11 min read
5.0
86

What recovery pattern data can show about Post-Exertional Malaise

This research note was prepared in response to requests from members of Welltory’s community of users with energy-limiting conditions. Following internal presentation of these findings, community members requested a shareable version that they could reference in their own conversations with healthcare providers, family, and other patient communities. We are publishing this as a contribution to open knowledge about post-exertional malaise and related conditions.

Jane Smorodnikova
Founder & CEO
Anna Elitzur
Medical Doctor
Post-exertional malaise — PEM — is the hallmark symptom reported by people with Long COVID, ME/CFS, fibromyalgia, and related energy-limiting conditions. The body pays an outsized price for ordinary activity, and the bill arrives 24 to 72 hours later. Standard lab work comes back normal. Wearable apps show “great job, 8,000 steps.” Two days later, the person can’t get out of bed. This document describes what Welltory found when it analyzed over 700,000 days of anonymized Apple Watch and other wearable data from 2,029 users, and what changed when we stopped looking at averages and started looking at patterns.

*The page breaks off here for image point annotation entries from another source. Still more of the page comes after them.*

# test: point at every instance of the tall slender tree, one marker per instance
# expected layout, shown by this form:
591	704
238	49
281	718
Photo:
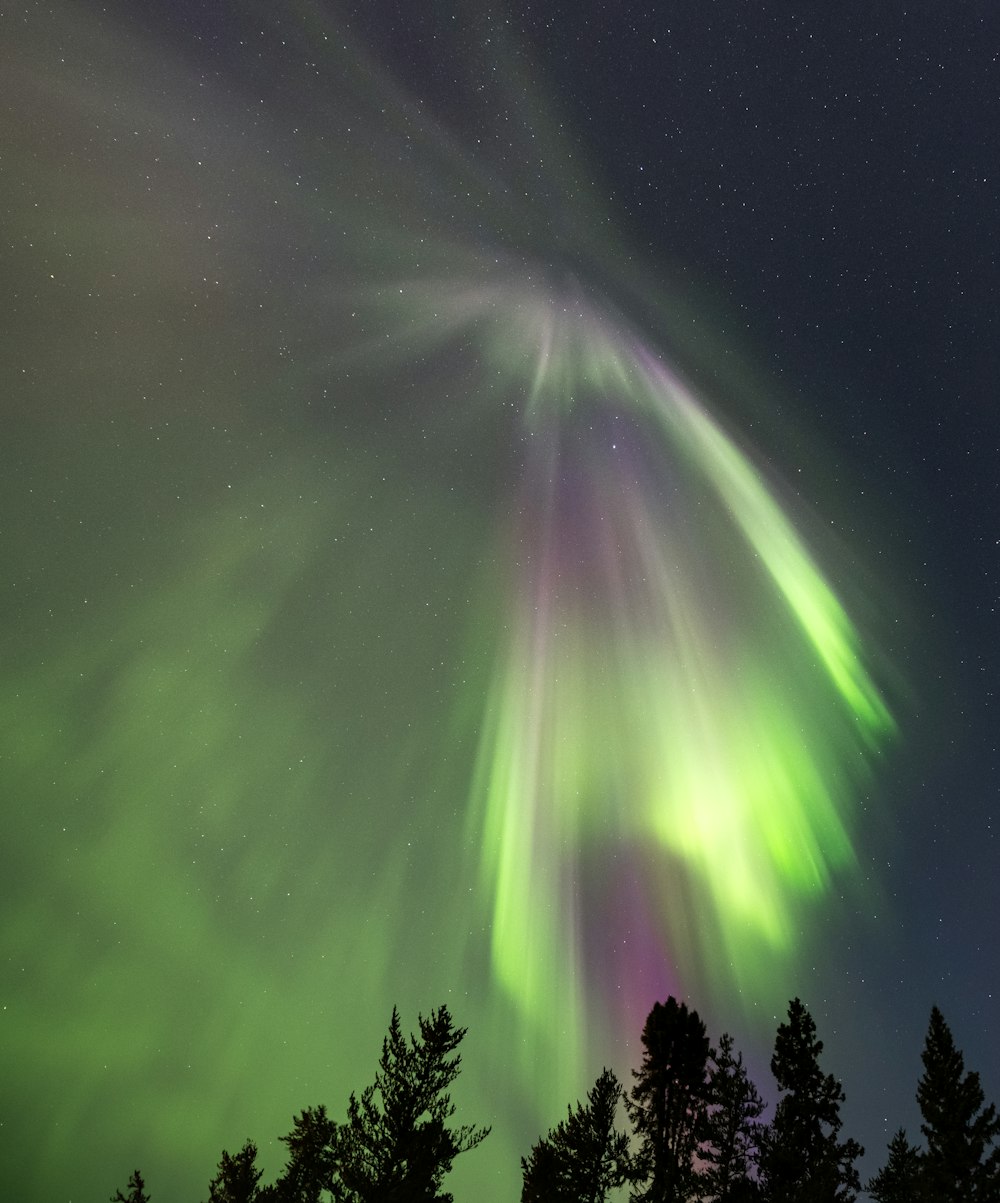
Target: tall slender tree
802	1157
668	1102
136	1191
312	1161
731	1137
237	1177
583	1157
900	1179
396	1145
962	1161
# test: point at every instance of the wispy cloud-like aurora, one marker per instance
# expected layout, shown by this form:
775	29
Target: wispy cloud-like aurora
395	616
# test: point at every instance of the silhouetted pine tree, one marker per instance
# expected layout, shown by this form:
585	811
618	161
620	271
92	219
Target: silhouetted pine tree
802	1160
962	1162
729	1139
237	1177
583	1157
396	1145
136	1191
899	1179
312	1160
668	1102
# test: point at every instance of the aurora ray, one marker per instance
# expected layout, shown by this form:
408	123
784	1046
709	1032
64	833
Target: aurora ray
429	632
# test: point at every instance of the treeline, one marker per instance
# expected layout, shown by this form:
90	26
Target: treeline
693	1132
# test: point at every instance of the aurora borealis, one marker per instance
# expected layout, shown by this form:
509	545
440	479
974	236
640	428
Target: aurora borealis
427	580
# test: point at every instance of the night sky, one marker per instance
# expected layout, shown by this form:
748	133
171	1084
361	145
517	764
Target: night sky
498	505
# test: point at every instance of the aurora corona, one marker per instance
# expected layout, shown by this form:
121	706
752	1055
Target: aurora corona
430	632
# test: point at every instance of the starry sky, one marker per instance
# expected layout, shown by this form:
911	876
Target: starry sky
498	505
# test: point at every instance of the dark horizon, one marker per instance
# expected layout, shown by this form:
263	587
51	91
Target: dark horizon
501	511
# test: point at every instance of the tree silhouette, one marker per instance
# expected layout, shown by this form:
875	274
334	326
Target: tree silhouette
396	1145
136	1191
802	1160
583	1157
962	1161
900	1179
312	1162
729	1139
668	1102
237	1177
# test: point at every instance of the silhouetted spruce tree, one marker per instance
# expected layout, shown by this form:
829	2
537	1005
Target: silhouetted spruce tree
583	1157
900	1179
802	1160
729	1139
236	1180
136	1191
396	1145
962	1161
312	1161
668	1102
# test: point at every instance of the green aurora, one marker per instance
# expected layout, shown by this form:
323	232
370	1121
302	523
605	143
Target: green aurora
388	622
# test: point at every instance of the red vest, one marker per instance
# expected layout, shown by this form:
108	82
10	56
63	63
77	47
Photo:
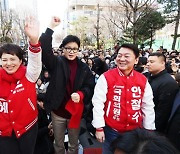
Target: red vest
19	111
124	100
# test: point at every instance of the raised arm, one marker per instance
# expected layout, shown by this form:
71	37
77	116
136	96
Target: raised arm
34	53
48	58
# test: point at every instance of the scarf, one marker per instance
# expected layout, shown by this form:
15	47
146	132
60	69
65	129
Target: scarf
8	81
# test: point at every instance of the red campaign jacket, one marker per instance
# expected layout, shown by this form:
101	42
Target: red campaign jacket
18	108
124	100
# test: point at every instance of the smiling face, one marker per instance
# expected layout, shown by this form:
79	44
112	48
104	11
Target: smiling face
125	60
71	50
10	63
155	64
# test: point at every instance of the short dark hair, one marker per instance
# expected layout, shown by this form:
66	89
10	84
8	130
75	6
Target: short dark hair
158	54
141	141
68	39
40	97
133	47
12	49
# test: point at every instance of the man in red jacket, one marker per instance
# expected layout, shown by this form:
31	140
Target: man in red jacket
122	100
18	108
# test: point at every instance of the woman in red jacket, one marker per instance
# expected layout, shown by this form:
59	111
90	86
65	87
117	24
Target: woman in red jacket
18	110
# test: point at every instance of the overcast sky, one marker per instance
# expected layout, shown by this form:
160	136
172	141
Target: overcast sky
45	9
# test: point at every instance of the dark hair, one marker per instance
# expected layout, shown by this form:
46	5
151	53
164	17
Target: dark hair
12	49
141	141
40	97
158	54
68	39
133	47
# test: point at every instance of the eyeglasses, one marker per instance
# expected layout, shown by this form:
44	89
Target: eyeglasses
74	50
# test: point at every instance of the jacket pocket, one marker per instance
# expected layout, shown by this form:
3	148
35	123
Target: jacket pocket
31	104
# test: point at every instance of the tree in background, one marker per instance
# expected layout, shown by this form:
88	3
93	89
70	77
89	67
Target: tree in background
172	12
147	25
134	10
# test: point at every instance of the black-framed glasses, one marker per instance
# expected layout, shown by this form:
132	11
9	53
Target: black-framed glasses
74	50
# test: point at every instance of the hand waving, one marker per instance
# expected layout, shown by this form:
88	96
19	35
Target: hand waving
32	29
55	21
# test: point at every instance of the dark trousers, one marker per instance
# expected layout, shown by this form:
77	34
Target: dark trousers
23	145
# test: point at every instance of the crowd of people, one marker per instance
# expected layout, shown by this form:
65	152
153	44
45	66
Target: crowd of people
128	97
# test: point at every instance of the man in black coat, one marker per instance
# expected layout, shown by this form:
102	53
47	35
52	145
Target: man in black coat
164	89
173	130
70	89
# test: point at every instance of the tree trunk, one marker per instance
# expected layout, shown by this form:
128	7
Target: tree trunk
98	14
176	27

Research note. This document describes observational findings from analysis of anonymized wearable data. It does not constitute medical advice, diagnosis, or treatment recommendation. The algorithm described is not a feature of the Welltory application; this is research conducted on historical anonymized data.

The problem with averages

The first thing we found was that most existing approaches to detecting PEM in wearable data don’t actually detect PEM. They detect how much someone walks.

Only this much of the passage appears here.